Mentre la prosa esige un genio maturo e una lingua cristallizzata, la poesia è 
perfettamente compatibile con un genio primitivo e una lingua informe. Creare 
una letteratura significa creare una prosa. Non 
è naturale allora che tanti non dispongano di nessun altro modo d'espressione 
eccetto la poesia? Anche quelli non particolarmente dotati, nel loro sradicamento, 
attingono all'automatismo della loro eccezione quel sovrappiù di talento 
che non avrebbero mai trovato in un'esistenza normale. Sotto qualsiasi forma 
si presenti e indipendentemente dalla sua causa, l'esilio, agli inizi, è 
una scuola di vertigine. E alla vertigine non a tutti è dato accedere. 
~ una situazione limite e come il confine estremo dello stato poetico. Non è 
forse un privilegio l'esservi portato d'un tratto, senza le tortuosità 
di una disciplina, per la sola benevolenza della fatalità. Pensate a quell'apolide 
di lusso, a Rilke, a quante solitudini dovette accumulare per liquidare i propri 
legami, per radicarsi nell'invisibile. Non è facile non essere di nessun 
luogo quando nessuna condizione esterna vi ci costringe. Il mistico stesso non 
giunge a disincarnarsi che a prezzo di sforzi mostruosi. Sottrarsi al mondo, quale 
sforzo di annullamento! Da parte sua, l'apolide vi giunge senza darsi un gran 
daffare, con il concorso - con l'ostilità - della storia. Niente tormenti 
né veglie per giungere a spogliarsi di tutto; vi è costretto dagli 
avvenimenti. In un certo senso, somiglia al malato, che come lui si installa senza 
merito personale nella metafisica o nella poesia, per forza di cose, grazie ai 
buoni uffici della malattia. Assoluto a buon mercato? Può darsi, quantunque 
resti da provare che i risultati acquisiti con sforzo valgono di più di 
quelli che derivano dal riposo nell'ineluttabile. Un 
pericolo minaccia il poeta sradicato: quello di adattarsi alla propria sorte, 
di non soffrirne più, di compiacersene. Nessuno può salvare la freschezza 
delle proprie pene; le pene si consumano. Così avviene per il mal di patria, 
per ogni nostalgia. I rimpianti perdono il loro smalto, essi pure avvizziscono 
e, al pari dell'elegia, diventano presto desueti. Che cosa allora di più 
normale che stabilirsi nell'esilio, Città del Nulla, patria alla rovescia? 

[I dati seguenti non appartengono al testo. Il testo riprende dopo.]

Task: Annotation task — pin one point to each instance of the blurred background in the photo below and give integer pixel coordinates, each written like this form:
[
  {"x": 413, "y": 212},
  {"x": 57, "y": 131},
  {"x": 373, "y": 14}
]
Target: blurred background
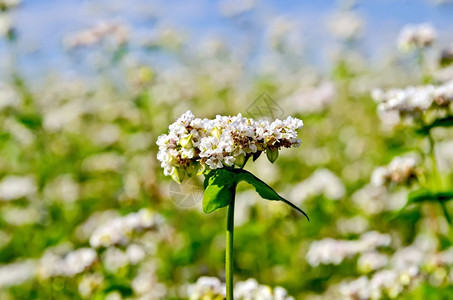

Più vi si compiace, più il poeta dilapida la materia delle sue emozioni, 
le risorse della sua sventura, così come il suo sogno di gloria. Poiché 
non lo opprime più la maledizione da cui traeva orgoglio e profitto, egli 
perde con questa sia l'energia della sua eccezione sia le ragioni della sua solitudine. 
Scacciato dall'inferno, invano tenterà di farvi ritorno, di rituffarvisi: 
le sue sofferenze, ormai placatesi, lo avranno reso per sempre indegno. L'urlo 
di cui un tempo andava ancora fiero s'è fatto amarezza, e l'amarezza non 
si trasforma in versi: essa lo porterà fuori della poesia. Niente più 
canti né eccessi. Quanto alle sue piaghe ormai cicatrizzate, potrà 
tormentarle quanto vorrà per estrarne nuovi accenti: al massimo sarà 
l'epigono dei suoi dolori. Un decadimento onorevole lo attende. In mancanza di 
diversità, d'inquietudini originali, la sua ispirazione si inaridisce. 
Rassegnato all'anonimato e quasi incuriosito dalla sua mediocrità, presto 
assumerà la maschera di un borghese di nessun luogo. Eccolo al termine 
della sua carriera lirica, al punto più stabile del suo declassamento. "Entrato 
nei ranghi", assiso nel comodo scranno della sua caduta, cosa farà 
in seguito? Potrà scegliere tra due forme di salvezza: la fede e l'umorismo. 
Se porta ancora con sé alcune tracce di inquietudine, le liquiderà 
a poco a poco per mezzo di mille preghiere; a meno che non si compiaccia di una 
metafisica garbata, passatempo dei versificatori inariditi. E se, al contrario, 
è incline alla beffa, minimizzerà le sue sconfitte fino al punto 
di gioirne. Secondo il suo temperamento, si conformerà dunque alla pietà 
o al sarcasmo. In entrambi i casi, avrà trionfato delle sue ambizioni, 
come pure delle sue sventure, per giungere a un più alto fine, per diventare 
un vinto decoroso, un reprobo per bene.